How to Accrue in Categories

Recently, I’ve spoken to a number of people who don’t incorporate accruing in categories as part of their spending plan. The first requirement of membership in DA is a desire to stop debting. There are no rules about accumulating or working your spending plan in any particular manner.

Why Accrue?

I do it to ensure clarity. When I create my monthly spending plan, I allocate every dollar available to a category. I don’t just pull money from a pile in my bank account when I need it.

In fact, and this is crucial for me, I no longer live by my bank account, which has lied to me too often. I live by my spending plan. My spending plan is reconciled to the penny with my bank account, but my spending plan tells me how much I have in each category. I can tell you that I have 100% clarity about my money by working the spending plan in this manner.

So how do I do this? If I pay a bill annually, I divide it by 12 and put the monthly amount into the associated category. That way, when I need to pay the bill, I am assured that the money is available.

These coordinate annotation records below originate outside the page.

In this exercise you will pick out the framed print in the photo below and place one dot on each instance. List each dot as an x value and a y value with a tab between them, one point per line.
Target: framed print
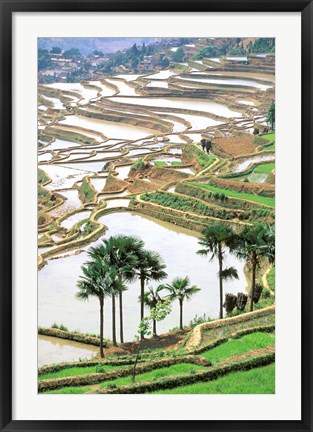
156	216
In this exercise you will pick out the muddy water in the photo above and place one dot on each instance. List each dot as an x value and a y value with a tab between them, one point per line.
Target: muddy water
54	350
87	166
72	220
238	82
198	122
98	183
124	89
177	246
162	75
158	83
61	145
123	171
118	203
109	129
243	165
62	177
191	104
72	198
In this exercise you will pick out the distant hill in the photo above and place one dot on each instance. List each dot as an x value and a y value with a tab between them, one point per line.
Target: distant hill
87	45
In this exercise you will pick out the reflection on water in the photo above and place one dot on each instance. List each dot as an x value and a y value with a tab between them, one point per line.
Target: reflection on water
54	350
191	104
177	246
73	219
243	165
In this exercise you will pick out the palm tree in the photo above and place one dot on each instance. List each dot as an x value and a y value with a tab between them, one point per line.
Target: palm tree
150	266
255	243
151	298
95	282
181	290
216	239
122	252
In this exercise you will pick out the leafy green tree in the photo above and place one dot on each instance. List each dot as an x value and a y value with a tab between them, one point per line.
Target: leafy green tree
216	239
97	53
161	310
254	244
152	298
43	59
270	118
178	55
99	280
120	251
71	53
150	266
181	290
55	50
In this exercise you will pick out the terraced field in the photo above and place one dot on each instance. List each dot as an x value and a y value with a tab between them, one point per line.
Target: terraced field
180	369
158	155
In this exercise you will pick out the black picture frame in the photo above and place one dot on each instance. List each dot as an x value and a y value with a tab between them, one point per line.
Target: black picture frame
7	9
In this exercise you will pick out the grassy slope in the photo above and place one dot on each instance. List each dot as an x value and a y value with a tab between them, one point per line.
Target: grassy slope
233	347
77	371
270	137
233	194
256	381
265	168
174	370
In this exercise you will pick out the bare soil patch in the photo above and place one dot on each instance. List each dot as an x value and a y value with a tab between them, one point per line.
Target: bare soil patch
235	145
166	341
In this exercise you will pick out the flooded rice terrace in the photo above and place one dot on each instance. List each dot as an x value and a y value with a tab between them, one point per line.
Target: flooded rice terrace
98	130
177	246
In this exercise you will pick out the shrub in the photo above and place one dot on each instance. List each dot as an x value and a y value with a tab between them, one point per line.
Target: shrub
198	320
138	164
59	327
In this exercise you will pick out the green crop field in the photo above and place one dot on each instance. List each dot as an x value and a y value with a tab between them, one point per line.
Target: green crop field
265	168
233	347
256	381
233	194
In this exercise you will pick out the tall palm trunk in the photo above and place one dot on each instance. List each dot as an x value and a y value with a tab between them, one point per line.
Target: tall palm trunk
121	317
181	314
113	322
142	304
220	262
101	327
253	283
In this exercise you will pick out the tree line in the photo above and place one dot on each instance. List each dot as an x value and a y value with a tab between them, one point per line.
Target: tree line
122	259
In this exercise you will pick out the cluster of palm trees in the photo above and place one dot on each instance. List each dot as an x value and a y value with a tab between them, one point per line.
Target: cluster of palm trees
252	244
180	289
116	261
122	259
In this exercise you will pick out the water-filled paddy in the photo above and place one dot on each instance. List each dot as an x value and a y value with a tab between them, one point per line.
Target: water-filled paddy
243	165
73	219
123	88
72	198
177	246
98	183
109	129
191	104
54	350
88	166
234	82
62	177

If I want to buy something discretionary and don’t have enough money, I put in a set amount each month until I can buy it. This is what I did to get a passport. I put in $10 a month for over a year.

For me, it is vital that I plan my monthly numbers at the beginning of the month, before spending, just as I plan my daily numbers.

If I don’t plan my monthly spending and don’t accrue, I am just keeping numbers, not living by my spending plan. That leaves me in vagueness and in danger of debting.

Just writing down what I spend isn’t enough.

What I have heard is that people don’t know how to include an accrual piece in their spending plan software. I’m going to show you how this works in YNAB and in Excel.

Accumulating in YNAB

In YNAB, when you allocate money to a category each month, the amount you don’t use in one month is automatically added to the next month’s balance. Here is an example:


(Please note that I cropped the image so it isn’t isn’t exactly as it shows in the actual program, but is appropriate for purpose of example.)

  • In the image, notice how there is a Budgeted (Planned in DA lingo) amount for each category.
  • The Outflows show how much has been spent in each category in the current month.
  • Balance is the accrued amount, meaning what is leftover from the current month, along with any money leftover from previous months.

For instance, in the Household Bills Overage category, I only put in $1/month. This category is in case any of my utility bills are higher than anticipated. You can see that the Balance (accumulated) money in this category is now $12.06. So I have built up a reserve by putting in just $1/month.

Notice that Stamps has $2.25 planned, but I spent $4.50. That is because I had some accumulated money in there. Now, the Balance is zero.

Just think about how great this is as the way to not only save for bills, but for something you want.

For those who use Excel, but do not have categories accumulating, you can download a spreadsheet template that contains this feature. (There is a business version in the sidebar of this blog for downloading.)

Adding an Accumulated Column to Your Excel Spreadsheet

The formula for the Accumulated category is — Previous month’s accumulated + current month’s difference between planned and actual spending.

Here is an example:

In this example:

We are in the month of February.
Cell A33: Category is Food.
Cell B33: Planned spending is $600.
Cell C33-F33 is the actual spending
Cell G33 is the total of how much was actually spent in February.
Cell H33 is the difference between the Planned and Actual spending.

Now, in Cell I33, we have the formula for the accrued money. Note that you can see the formula on the top line of the screenshot in the “fx” field. The formula is the Amount Accrued for January (Jan!I33) plus the “Amt Left Current Month,” which is $50. So there was $200 leftover in January for food.

I suggest you keep a whole year of spending plan in one workbook with each month being its own worksheet. Note that in January of each year, you will have to manually type in the December number for January’s accumulated number formula.